(immagine di Ugo Pierri)
(immagine di Ugo Pierri)

Il bel lavoro del gruppo romano che leggiamo nel reportage di Cristiano Balducci per  “Internazionale” (vedi il reportage: Una casa dove chi ha disturbi mentali può ricominciare) rimanda ancora una volta al “si può fare” e all’urgenza di uscire dal buco nero delle “strutture residenziali”.

Le possibilità di fare diversamente sono evidenti da tempo.

Nel disegno di legge presentato in senato in questi giorni (Disposizioni in materia di tutela della salute mentale volte all’attuazione e allo sviluppo dei principi di cui alla l. 13 maggio 1978, n. 180. Ulteriori disposizioni per l’integrazione degli interventi a livello nazionale e locale per la promozione e garanzia della salute mentale in Italia. Vedi il testo)  si affronta, tra le altre,con chiarezza la questione dell’abitare: Abitare supportato e progetto terapeutico riabilitativo individuale.

Nell’articolo 8 comma 4,5 e 6:

4. Le Regioni e le Province autonome, tramite i Dsm, promuovono percorsi di residenzialità che privilegiano soluzioni abitative atte a promuovere nelle persone autonomia e responsabilità, a prescindere dal grado di disabilità. È favorito il ricorso ad appartamenti a bassa protezione, libere convivenze e accoglienze da parte di nuclei familiari e cittadini competenti nell’offrire contesti relazionali appropriati.

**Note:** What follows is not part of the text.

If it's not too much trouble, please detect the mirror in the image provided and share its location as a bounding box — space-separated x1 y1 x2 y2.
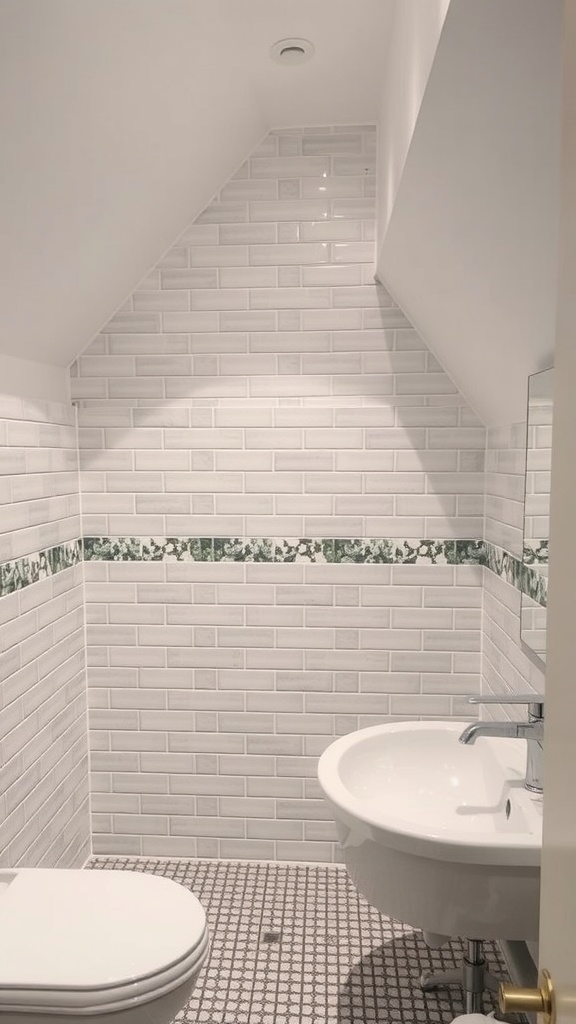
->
521 367 553 661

Nell’ambito del diritto alla vita indipendente e all’inclusione nella società,previsto dall’art. 19 UNCRPD, è reso possibile l’abitare assistito fuori da istituzioni, e secondo adeguati livelli di vita in base all’art. 28 della stessa Convenzione, in forma individuale o in piccoli nuclei di convivenza con adeguato supporto.

5. Nell’ambito dei percorsi di residenzialità di cui al comma 4, il Dsm promuove e realizza in particolare:

a) soluzioni residenziali in piccoli appartamenti con i requisiti delle civili abitazioni, per ospitalità temporanea sulle 24 ore, gestiti da personale assistenziale ed educativo professionalmente formato in ambito psichiatrico;

b) case-famiglia, senza vincoli temporali di permanenza, con caratteristiche strutturali delle civili abitazioni, dotate di non più di sei posti-letto, gestite da figure professionali con competenze socio-assistenziali;

c) gruppi-appartamento, con caratteristiche strutturali delle civili abitazioni, dotati di non più di sei posti-letto, la cui gestione può essere totalmente affidata a pazienti e familiari organizzati in ambito associazionistico e/o secondo modelli di mutuo-aiuto, capaci di tradurre in attività di servizio il proprio “sapere esperienziale”. Nei gruppi appartamento è garantito un supporto socio-assistenziale alle attività della vita quotidiana.

Le differenti tipologie di case devono essere ubicate nei centri urbani; è vietata l’attivazione di più  moduli abitativi nello stesso edificio.

6. I percorsi di residenzialità e di abitare assistito sono posti sotto il governo clinico e il monitoraggio costante dei Csm i quali programmano e verificano l’attività terapeutica, riabilitativae di inclusione.

E all’articolo 11comma 3:

3. Le Regioni e le Province autonome disciplinano il Budget individuale di salute. Esso costituisce lo strumento principale di integrazione sociosanitaria per la realizzazione del Ptri, in particolare a favore di persone con bisogni complessi, e per la realizzazione di percorsi riabilitativi, anche temporaneamente residenziali, ma sempre volti a restituire il diritto abitativo. Prevede la valutazione multidisciplinare, che ne attesti la titolarità per finalità sociosanitarie, basata sulla complessità delle condizioni e dei bisogni, col concorso dei servizi sociali e di altri servizi competenti, con risorse definite e eventuali forme di compartecipazione dei beneficiari o dei loro familiari. Esso è realizzato in partenariato, co-progettazione, cogestione con soggetti del privato sociale e prevede adeguata articolazione degli interventi e dei supporti e una durata definita in relazione ai bisogni.